Was wettet ihr? den sollt ihr noch verlieren,              
Wenn ihr mir die Erlaubnis gebt,
Ihn meine Straße sacht zu führen!
 
Mephistopheles macht mit der Hand eine Gebärde, die an das Würfelspiel im vorangegangenen Bild erinnert.
 
Panthyrann
Solang er auf der Erde lebt,
Solange sei dir`s nicht verboten.
Es irrt der Mensch, solang er strebt.
 
 
Mephistopheles
Da dank ich euch; denn mit den Toten
Hab ich mich niemals gern befangen.
Am meisten lieb ich mir die vollen, frischen Wangen.
Für einen Leichnam bin ich nicht zu Haus;
Mir geht es wie der Katze mit der Maus.
 
Panthyrann
Nun gut, es sei dir überlassen!
Zieh diesen Geist von seinem Urquell ab
Und führ ihn, kannst du ihn erfassen,
Auf deinem Wege mit herab,
Und steh beschämt, wenn du bekennen musst:
Ein guter Mensch in seinem dunklen Drange
Ist sich des rechten Weges wohl bewusst.
 
Mephistopheles
Schon gut! nur dauert es nicht lange.
Mir ist für meine Wette gar nicht bange.
Wenn ich zu meinem Zweck gelange,
Erlaubt ihr mir Triumph aus voller Brust.
 
Panthyrann
Staub soll er fressen, und mit Lust,
 
Mephistopheles
Wie meine Muhme, die berühmte Schlange!
 
Szenenbild 11
Beide umarmen sich kumpelhaft.
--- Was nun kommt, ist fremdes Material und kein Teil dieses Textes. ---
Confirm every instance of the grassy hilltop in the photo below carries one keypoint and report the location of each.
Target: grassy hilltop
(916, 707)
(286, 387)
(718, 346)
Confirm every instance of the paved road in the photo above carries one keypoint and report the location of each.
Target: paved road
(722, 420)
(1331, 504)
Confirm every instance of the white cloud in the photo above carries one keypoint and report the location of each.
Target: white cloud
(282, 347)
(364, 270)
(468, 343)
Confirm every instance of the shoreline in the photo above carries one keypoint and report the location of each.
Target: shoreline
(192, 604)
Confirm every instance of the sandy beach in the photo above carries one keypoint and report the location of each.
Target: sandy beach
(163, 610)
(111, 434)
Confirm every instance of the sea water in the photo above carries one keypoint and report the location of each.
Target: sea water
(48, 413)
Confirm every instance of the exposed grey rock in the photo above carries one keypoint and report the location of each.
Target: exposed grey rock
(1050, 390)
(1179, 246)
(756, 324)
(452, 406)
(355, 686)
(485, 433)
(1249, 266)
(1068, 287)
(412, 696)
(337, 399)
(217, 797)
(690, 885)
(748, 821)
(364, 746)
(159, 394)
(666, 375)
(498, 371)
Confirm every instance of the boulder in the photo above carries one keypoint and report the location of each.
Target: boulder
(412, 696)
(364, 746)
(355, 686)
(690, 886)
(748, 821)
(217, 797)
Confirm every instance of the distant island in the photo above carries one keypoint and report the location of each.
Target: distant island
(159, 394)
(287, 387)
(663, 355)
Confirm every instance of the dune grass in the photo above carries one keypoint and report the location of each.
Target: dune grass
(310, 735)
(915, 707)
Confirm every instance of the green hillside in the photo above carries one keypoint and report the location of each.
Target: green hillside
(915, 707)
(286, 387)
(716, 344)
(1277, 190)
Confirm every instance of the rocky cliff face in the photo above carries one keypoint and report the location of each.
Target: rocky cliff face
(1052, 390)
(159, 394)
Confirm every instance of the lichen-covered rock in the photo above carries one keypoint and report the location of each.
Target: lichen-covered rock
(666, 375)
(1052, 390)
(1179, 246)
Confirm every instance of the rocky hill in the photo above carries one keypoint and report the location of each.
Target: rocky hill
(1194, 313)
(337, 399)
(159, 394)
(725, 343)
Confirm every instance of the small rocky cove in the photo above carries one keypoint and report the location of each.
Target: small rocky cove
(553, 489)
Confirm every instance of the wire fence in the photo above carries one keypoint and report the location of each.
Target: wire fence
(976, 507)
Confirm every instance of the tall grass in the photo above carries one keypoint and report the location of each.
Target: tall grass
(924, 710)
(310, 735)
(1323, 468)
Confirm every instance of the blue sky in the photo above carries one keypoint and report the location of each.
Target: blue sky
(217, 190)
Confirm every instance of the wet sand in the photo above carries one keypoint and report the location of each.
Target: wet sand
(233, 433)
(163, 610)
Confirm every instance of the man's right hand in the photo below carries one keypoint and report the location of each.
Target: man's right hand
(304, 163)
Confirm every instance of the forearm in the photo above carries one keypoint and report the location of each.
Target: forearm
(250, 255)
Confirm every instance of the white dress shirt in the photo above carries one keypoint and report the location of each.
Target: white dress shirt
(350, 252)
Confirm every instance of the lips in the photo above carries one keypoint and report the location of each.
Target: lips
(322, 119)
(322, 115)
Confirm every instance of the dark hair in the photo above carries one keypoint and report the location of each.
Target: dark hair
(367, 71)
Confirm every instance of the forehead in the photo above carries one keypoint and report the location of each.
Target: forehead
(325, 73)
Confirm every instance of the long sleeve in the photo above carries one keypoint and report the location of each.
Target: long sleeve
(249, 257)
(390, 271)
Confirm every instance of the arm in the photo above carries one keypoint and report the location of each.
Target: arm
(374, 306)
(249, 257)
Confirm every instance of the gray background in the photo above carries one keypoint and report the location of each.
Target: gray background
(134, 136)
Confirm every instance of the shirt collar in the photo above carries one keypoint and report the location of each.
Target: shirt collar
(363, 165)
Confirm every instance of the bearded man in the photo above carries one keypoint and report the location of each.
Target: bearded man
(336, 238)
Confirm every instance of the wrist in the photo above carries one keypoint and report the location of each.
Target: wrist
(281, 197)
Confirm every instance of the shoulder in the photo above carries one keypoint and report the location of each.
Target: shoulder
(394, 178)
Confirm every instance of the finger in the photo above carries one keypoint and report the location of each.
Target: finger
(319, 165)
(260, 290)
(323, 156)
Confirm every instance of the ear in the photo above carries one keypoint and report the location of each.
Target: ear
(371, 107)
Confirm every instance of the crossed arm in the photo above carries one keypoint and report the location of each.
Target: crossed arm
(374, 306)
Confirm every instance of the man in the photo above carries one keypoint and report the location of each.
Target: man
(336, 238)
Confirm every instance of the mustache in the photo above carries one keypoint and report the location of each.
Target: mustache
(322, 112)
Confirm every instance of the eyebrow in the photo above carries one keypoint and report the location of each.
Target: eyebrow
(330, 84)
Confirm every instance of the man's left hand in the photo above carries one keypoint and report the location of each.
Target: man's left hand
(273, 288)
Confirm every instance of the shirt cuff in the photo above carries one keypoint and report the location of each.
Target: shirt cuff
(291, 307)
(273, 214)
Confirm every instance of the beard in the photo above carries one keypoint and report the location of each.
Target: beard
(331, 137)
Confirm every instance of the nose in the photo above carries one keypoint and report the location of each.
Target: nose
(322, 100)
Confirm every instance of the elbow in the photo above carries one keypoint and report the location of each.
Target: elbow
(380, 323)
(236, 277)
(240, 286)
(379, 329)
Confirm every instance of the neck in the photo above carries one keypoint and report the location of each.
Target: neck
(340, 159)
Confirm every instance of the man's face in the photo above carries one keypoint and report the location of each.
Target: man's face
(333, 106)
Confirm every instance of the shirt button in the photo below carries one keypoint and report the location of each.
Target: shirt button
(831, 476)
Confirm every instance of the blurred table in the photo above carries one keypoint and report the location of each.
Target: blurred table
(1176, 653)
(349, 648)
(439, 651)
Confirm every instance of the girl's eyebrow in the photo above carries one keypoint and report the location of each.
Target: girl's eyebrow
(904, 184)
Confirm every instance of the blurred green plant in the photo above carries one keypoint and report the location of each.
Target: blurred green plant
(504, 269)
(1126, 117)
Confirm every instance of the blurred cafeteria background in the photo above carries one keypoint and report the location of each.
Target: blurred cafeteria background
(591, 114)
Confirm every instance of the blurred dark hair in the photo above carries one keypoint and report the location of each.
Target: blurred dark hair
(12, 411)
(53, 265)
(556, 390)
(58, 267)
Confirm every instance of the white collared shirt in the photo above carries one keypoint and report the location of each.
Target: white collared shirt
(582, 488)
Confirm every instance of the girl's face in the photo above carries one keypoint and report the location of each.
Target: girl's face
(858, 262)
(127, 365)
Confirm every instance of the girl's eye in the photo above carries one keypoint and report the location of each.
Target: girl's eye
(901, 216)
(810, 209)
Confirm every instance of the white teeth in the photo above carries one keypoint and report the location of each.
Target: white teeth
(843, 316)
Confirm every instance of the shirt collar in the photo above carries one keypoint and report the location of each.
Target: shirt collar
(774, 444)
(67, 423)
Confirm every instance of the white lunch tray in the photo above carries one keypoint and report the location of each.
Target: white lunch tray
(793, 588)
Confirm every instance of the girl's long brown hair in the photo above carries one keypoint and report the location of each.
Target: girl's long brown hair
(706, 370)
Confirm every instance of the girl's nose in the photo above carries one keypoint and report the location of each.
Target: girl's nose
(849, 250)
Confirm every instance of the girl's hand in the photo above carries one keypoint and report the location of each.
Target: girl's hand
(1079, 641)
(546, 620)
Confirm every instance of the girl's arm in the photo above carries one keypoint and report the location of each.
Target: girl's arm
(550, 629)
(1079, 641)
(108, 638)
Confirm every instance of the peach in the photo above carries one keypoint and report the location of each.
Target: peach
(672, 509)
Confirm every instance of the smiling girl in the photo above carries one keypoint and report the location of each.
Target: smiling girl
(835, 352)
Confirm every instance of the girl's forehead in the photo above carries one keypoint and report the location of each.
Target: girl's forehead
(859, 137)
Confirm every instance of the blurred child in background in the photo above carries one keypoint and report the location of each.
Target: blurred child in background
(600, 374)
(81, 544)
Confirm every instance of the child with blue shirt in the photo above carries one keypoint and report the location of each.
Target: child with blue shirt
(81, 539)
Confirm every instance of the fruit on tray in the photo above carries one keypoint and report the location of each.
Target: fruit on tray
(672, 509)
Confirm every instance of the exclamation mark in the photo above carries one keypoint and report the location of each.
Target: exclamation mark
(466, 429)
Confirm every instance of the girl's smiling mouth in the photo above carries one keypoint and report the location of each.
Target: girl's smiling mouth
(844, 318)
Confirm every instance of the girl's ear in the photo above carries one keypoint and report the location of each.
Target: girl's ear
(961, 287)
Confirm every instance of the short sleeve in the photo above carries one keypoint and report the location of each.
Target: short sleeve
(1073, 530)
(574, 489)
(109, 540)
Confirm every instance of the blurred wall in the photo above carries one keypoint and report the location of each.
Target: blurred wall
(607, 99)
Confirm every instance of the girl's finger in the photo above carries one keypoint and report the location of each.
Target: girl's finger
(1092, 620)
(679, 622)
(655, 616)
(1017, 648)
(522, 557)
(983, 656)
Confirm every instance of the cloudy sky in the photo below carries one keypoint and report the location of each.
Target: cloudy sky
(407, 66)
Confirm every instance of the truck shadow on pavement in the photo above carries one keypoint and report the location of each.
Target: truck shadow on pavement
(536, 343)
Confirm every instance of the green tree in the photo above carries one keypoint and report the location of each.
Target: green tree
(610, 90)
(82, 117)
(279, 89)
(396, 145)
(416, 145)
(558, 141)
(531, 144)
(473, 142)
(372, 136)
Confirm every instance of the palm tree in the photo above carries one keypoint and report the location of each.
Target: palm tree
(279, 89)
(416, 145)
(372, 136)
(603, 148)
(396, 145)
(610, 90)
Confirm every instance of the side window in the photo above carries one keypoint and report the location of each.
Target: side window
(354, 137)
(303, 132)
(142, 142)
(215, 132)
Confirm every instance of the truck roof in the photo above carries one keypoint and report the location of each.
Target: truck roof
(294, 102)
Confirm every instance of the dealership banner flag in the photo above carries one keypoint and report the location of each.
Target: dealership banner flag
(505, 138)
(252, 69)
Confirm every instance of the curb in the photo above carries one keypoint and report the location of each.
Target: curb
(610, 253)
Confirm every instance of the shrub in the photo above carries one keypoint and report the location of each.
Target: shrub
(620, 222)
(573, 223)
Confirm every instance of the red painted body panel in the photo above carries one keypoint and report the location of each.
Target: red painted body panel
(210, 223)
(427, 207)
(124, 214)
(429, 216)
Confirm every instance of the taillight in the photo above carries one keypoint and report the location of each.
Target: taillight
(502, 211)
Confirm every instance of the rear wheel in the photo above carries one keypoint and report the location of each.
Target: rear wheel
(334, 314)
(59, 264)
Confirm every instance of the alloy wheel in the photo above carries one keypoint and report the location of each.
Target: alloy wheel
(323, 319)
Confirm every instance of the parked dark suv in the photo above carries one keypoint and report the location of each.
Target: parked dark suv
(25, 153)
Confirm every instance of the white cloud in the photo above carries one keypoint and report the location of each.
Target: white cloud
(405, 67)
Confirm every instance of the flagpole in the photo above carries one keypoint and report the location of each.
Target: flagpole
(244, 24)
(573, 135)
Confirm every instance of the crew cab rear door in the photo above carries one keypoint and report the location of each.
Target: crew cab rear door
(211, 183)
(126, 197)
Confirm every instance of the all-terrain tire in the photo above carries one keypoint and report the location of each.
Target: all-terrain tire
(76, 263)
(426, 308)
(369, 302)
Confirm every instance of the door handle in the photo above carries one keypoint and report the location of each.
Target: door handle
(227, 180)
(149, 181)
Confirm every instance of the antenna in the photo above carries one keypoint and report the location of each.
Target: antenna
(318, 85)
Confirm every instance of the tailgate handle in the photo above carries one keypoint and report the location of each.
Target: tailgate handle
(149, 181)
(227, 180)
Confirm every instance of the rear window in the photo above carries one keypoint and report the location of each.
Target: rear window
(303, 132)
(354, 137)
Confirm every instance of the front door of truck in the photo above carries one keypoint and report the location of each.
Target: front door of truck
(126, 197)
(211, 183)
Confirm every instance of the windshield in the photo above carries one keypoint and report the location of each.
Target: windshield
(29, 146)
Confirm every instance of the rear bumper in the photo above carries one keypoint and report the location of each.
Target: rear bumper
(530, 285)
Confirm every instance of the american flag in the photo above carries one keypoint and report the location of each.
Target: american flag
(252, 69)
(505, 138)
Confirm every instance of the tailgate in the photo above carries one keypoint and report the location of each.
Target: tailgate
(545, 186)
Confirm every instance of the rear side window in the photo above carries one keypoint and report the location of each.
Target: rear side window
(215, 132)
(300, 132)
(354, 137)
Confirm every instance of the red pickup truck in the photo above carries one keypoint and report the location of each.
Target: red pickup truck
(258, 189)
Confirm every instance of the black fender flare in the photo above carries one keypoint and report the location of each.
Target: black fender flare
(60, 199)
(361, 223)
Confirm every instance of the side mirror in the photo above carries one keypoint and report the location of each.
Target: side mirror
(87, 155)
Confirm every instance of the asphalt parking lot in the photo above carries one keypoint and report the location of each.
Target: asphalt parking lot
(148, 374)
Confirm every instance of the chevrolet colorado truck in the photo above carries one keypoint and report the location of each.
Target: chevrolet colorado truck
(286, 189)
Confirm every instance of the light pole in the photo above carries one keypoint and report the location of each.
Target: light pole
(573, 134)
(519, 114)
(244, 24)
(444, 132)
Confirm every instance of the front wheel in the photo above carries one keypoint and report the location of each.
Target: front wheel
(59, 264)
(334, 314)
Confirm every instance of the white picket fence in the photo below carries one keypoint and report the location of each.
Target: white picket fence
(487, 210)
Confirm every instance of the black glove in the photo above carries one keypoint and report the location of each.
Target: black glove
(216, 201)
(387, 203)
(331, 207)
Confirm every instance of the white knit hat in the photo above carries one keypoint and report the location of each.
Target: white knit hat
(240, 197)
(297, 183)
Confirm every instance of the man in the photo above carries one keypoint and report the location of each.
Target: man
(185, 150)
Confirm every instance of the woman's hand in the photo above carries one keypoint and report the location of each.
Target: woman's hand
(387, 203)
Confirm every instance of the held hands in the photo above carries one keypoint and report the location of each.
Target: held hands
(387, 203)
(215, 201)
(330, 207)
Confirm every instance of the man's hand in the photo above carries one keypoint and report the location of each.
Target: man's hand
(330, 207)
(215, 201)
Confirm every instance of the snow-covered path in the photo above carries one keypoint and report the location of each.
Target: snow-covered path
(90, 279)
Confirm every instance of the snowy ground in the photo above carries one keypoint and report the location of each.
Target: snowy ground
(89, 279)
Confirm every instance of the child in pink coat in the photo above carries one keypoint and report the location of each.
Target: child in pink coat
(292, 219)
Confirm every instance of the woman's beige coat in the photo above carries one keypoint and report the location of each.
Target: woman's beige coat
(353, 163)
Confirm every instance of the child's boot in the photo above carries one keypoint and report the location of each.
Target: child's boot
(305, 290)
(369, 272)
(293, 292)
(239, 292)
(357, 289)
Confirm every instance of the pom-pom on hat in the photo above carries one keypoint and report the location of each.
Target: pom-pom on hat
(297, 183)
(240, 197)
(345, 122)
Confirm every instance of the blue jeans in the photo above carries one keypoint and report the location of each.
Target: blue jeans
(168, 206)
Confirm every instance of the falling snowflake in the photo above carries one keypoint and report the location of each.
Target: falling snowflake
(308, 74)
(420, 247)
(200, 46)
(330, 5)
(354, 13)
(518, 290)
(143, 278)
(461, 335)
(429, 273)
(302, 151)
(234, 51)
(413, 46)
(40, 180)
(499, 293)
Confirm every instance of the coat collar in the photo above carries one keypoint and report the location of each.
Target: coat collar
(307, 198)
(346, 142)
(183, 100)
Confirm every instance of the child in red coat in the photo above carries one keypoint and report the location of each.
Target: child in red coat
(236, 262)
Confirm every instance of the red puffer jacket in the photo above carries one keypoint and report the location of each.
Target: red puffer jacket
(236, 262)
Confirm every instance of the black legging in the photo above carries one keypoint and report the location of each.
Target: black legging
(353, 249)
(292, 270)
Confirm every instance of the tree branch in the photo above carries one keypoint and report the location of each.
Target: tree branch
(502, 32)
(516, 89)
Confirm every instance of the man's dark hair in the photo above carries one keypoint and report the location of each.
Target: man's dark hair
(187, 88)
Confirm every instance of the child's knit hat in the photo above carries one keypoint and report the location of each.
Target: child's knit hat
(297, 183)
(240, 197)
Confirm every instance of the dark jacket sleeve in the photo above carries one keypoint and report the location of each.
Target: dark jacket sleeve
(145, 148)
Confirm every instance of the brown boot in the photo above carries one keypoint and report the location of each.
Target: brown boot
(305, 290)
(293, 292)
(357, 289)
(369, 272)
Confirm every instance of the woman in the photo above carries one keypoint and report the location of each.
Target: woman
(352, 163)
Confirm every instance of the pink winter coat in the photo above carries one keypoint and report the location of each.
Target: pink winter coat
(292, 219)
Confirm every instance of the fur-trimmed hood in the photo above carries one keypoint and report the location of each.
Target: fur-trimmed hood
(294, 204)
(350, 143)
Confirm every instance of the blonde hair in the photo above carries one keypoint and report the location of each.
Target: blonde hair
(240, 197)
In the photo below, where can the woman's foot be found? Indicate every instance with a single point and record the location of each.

Mephistopheles steigt aus dem Käfig heraus und klettert auf den Kristallberg zurück. Der senkt sich herab, aber im letzten Moment entscheidet sich Panthyrann zur Flucht aus seinem Gefängnis und damit zum „wahren“ Leben auf der Erde. Er zerrt das Nonnenbildnis von der Staffelei, klettert ungeschickt durch die Gitterstäbe und schwingt sich zu Mephistopheles hinüber. Gemeinsam stehen sie auf dem Kristall, das sich auf Bühnenniveau absenkt. Sie halten sich gegenseitig, um nicht das Gleichgewicht zu verlieren.
Das Kugelgerüst wird dunkler und verschwindet völlig. Mephistopheles wendet sich, soweit es der Platz auf dem spitzen Kristall zulässt, von Panthyrann ab und ruft zum Publikum:
Mephistopheles
Von Zeit zu Zeit seh ich den Alten gern,   
Und hüte mich, mit ihm zu brechen.
 
Szenenbild 12
Panthyrann hindert Mephistopheles daran, auch die letzten beiden Verszeilen zu sprechen, indem er Mephistopheles gefährlich weit an den Rand des Kristalls drückt. Er selbst will diese Verszeilen sprechen, aber die zweite Zeile ruft dann doch Mephistopheles in das Theater.
Panthyrann
Es ist gar hübsch von einem großen Herrn,
So menschlich mit dem Teufel selbst zu sprechen.
 
Während beide verschwinden und sich die Bühne verdunkelt, erscheint hinter dem Bild der Gekreuzigten die Hintergrundkulisse der Szene „06 Vor der Stadt“. Mater Agape bleibt schwach beleuchtet im linken Bühnenbereich, bis auch sie im Dunkel verschwindet.